Contents

1 The problem

You may have come up with some of the following issues:

  1. you want to use software that doesn’t exist for the operating system (Mac, Windows, Linux) you’d prefer.

  2. you struggle with installing a software tool because you have to install a number of other dependencies first. Those dependencies, in turn, require other things, and so on (i.e. combinatoric explosion).

  3. the software you’re setting up involves many dependencies and only a subset of all possible versions of those dependencies actually works as desired.

  4. you’re not actually sure what version of the software you’re using because the install process was so circuitous.

  5. you and a colleague are using the same software but get different results because you have installed different versions and/or are using different operating systems.

  6. Package installations take FOREVER!

2 What is Docker?

Docker enables you to separate your applications from your infrastructure. Containers and virtual machines have similar resource isolation and allocation benefits, but function differently because containers virtualize the operating system instead of hardware. Containers are more portable and efficient.

Deliver multiple applications hassle free and have them run the same way on all your environments including design, testing, staging and production – desktop or cloud-native.

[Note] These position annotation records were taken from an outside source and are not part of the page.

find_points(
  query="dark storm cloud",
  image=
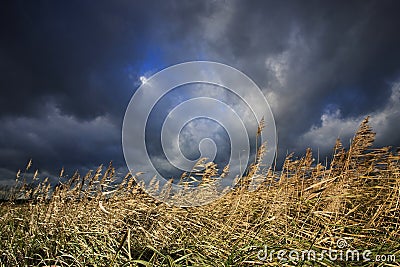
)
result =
(68, 69)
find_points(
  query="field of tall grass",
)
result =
(307, 214)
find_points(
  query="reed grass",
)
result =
(92, 220)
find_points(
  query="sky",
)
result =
(68, 70)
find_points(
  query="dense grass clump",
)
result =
(354, 204)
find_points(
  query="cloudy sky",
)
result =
(68, 70)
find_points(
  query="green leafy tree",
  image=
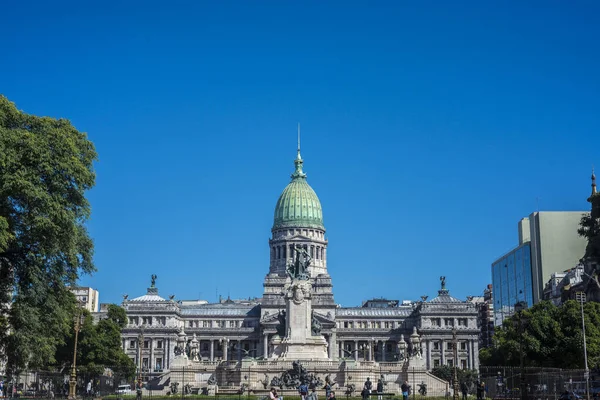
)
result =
(46, 167)
(99, 345)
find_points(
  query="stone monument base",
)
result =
(311, 348)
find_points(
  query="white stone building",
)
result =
(381, 330)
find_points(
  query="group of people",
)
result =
(480, 390)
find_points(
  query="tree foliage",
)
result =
(550, 336)
(99, 344)
(46, 166)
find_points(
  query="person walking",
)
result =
(404, 389)
(303, 390)
(464, 389)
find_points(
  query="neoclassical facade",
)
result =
(380, 330)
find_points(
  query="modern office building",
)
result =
(87, 296)
(548, 243)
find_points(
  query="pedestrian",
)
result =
(303, 390)
(365, 393)
(464, 389)
(479, 390)
(327, 390)
(368, 385)
(379, 390)
(404, 389)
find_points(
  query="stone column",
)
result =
(265, 345)
(333, 342)
(428, 352)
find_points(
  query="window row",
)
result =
(462, 345)
(285, 251)
(449, 321)
(158, 321)
(146, 344)
(221, 324)
(450, 363)
(369, 324)
(306, 232)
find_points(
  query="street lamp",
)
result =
(364, 348)
(519, 308)
(455, 355)
(140, 344)
(581, 298)
(73, 377)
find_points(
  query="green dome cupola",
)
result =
(298, 204)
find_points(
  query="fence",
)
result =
(540, 383)
(236, 382)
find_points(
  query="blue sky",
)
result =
(429, 129)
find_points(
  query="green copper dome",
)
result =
(298, 205)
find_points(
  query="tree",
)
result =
(46, 167)
(551, 337)
(99, 345)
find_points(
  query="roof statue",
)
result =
(298, 269)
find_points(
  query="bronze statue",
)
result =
(299, 269)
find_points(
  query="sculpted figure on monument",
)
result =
(315, 326)
(281, 326)
(299, 268)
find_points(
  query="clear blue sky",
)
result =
(429, 130)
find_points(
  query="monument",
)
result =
(302, 339)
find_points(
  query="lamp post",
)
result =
(140, 345)
(581, 298)
(73, 377)
(455, 355)
(519, 308)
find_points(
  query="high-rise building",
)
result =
(548, 243)
(87, 296)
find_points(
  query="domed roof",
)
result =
(298, 204)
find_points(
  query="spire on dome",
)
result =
(298, 161)
(593, 181)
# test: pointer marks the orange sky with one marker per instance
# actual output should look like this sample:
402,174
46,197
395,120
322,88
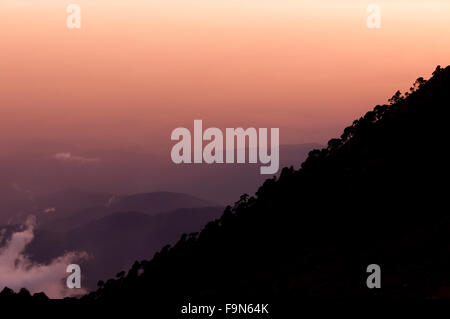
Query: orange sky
139,68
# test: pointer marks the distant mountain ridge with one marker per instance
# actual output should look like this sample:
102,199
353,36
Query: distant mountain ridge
369,197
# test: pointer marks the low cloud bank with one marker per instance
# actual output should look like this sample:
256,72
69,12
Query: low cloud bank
18,271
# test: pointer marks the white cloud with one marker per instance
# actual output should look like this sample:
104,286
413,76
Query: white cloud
18,271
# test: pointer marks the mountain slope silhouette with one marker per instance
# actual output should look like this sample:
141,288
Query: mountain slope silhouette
376,195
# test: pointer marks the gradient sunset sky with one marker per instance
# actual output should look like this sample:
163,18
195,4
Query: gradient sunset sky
137,69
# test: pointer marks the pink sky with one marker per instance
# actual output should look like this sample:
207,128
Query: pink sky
138,69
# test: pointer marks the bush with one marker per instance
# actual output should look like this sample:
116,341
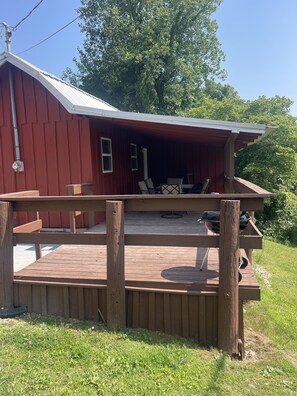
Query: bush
279,218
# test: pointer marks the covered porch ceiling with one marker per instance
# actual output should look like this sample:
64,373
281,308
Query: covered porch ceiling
205,132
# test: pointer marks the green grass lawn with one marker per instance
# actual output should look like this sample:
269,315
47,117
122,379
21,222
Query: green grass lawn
50,356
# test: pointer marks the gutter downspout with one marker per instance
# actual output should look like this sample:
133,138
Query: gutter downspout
18,165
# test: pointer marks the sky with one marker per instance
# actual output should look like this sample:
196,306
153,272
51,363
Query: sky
258,37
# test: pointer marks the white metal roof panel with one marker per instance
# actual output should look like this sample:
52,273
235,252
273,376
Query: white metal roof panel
69,96
79,102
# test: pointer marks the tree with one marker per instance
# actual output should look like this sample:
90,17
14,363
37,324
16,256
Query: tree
271,162
148,55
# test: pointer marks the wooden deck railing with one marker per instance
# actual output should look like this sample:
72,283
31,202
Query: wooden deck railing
229,241
78,190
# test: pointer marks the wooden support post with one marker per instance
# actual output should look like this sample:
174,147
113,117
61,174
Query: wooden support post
116,309
228,321
249,252
6,256
229,163
38,251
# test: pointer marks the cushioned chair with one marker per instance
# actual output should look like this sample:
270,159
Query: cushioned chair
143,187
151,188
175,180
205,186
171,189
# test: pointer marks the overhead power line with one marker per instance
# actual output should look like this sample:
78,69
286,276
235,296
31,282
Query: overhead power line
27,16
65,26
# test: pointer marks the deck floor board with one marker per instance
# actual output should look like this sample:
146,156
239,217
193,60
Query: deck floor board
145,266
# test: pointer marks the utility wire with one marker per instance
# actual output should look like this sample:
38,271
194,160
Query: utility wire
28,49
27,16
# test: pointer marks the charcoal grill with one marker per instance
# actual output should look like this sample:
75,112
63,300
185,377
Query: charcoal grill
212,222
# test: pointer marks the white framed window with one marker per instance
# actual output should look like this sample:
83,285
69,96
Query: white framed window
106,155
134,158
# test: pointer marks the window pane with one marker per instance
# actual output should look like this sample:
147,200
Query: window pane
107,164
133,149
134,164
106,146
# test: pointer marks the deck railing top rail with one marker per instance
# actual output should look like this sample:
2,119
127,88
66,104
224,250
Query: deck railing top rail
248,201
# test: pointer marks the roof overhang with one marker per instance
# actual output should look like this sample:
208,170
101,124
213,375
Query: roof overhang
76,101
192,130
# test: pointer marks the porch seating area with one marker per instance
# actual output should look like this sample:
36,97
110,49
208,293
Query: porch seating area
173,186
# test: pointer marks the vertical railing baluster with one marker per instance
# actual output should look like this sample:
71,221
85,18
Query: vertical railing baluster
6,256
228,330
116,309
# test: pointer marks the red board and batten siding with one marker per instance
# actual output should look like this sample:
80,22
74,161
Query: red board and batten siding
122,180
55,145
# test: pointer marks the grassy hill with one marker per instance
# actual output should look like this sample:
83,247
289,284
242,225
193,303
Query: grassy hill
50,356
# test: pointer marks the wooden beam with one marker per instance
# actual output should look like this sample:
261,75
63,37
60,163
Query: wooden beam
35,225
61,238
189,202
229,150
6,256
244,186
82,188
116,307
228,321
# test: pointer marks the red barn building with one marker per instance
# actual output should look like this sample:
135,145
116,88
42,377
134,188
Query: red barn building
53,134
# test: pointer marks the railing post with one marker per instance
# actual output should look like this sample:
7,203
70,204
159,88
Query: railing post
116,307
249,252
228,321
6,256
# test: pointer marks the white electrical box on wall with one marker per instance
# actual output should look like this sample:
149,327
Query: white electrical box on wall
18,166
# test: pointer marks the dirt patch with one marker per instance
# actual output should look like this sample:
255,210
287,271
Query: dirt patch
265,275
257,346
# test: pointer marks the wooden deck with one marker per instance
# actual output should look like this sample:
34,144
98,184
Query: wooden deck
146,267
153,268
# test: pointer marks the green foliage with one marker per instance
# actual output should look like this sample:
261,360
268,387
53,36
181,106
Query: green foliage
149,56
272,162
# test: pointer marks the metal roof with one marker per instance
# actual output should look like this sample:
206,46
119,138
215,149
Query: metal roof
69,96
79,102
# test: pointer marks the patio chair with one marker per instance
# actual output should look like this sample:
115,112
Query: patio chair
152,189
174,180
205,186
143,187
171,189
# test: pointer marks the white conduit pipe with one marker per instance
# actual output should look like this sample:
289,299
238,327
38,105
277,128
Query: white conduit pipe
14,118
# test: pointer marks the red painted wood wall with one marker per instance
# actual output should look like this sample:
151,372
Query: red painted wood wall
59,149
55,145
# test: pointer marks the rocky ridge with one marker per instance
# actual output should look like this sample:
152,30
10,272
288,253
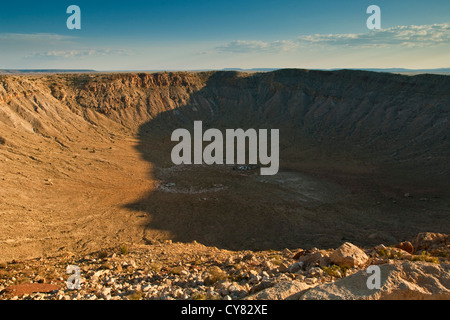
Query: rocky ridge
176,271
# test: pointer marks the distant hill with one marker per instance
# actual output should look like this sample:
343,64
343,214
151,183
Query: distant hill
387,70
30,71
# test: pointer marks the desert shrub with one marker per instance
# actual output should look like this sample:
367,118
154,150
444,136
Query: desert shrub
425,256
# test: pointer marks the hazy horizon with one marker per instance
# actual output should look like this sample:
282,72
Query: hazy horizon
213,35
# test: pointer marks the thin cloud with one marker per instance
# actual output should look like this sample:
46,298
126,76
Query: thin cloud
241,46
403,36
406,36
68,54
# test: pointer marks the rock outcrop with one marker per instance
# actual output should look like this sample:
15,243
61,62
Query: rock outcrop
399,281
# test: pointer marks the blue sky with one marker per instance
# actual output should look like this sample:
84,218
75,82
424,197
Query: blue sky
188,35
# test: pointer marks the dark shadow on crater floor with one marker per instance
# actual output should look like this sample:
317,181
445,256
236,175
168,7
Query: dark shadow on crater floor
221,207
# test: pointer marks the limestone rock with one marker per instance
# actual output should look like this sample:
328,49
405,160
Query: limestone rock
400,281
429,240
406,246
284,290
348,255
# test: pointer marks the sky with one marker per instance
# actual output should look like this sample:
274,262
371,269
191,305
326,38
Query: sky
209,34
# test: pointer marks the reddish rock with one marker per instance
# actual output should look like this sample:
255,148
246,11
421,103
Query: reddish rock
406,246
30,288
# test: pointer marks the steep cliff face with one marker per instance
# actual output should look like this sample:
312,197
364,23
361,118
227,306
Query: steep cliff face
372,115
386,133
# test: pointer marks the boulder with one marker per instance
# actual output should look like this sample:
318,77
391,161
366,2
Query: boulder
348,255
400,281
429,240
406,246
284,290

NOTE: Another way to think about the same concept

_Think of an operating system as two primary components, the kernel space, and the user space. The Kernel talks to the hardware, and provides core system features. The user space is the environment where applications, libraries and system services run. Traditionally you use an operating system that has a fixed combination of kernel and user space. Containers change the user space into a swappable component.

Containers vs Virtual machines

3 Install Docker

Install docker if you don’t already have it on your machine: https://docs.docker.com/get-docker/

NOTE: This takes a while, so ask me questions tomorrow if you are unable to get any of this going.

4 Why use Docker for Bioconductor?

You get:

5 What are the current Bioconductor containers available?

Bioconductor distributes docker conatiners via Dockerhub

Stable release of Bioconductor - R 4.2.0 , Bioc 3.15.0

bioconductor/bioconductor_docker:RELEASE_3_15

Development version - R 4.2.0, Bioc 3.16.0

bioconductor/bioconductor_docker:devel

6 Using Bioconductor docker containers

6.1 Pull the container (download it)

docker pull bioconductor/bioconductor_docker:RELEASE_3_15

6.2 Run the docker container

docker run \
     --rm \               # remove after use
     -e PASSWORD=bioc \   # set a password for RStudio
     -p 8787:8787 \       # set a port for RStudio
     bioconductor/bioconductor_docker:RELEASE_3_15  # name of container

RStudio is now hosted at https://localhost:8787.

6.3 Mount volumes

You can mount a local directory on to your docker container

  docker run \
      --rm \                                   # remove after use
      -v /Users/nitesh/demo/:/home/rstudio/ \  # mount local directory
      -e PASSWORD=password \                   # set password for rstudio
      -p 8787:8787 \                           # set a port
      bioconductor/bioconductor_docker:RELEASE_3_15

6.4 Run the docker image with docker-compose

Simplify the running of the docker image by using docker-compose. You use a YAML file to configure your application’s services.

Easily build in the above commands in configuration file.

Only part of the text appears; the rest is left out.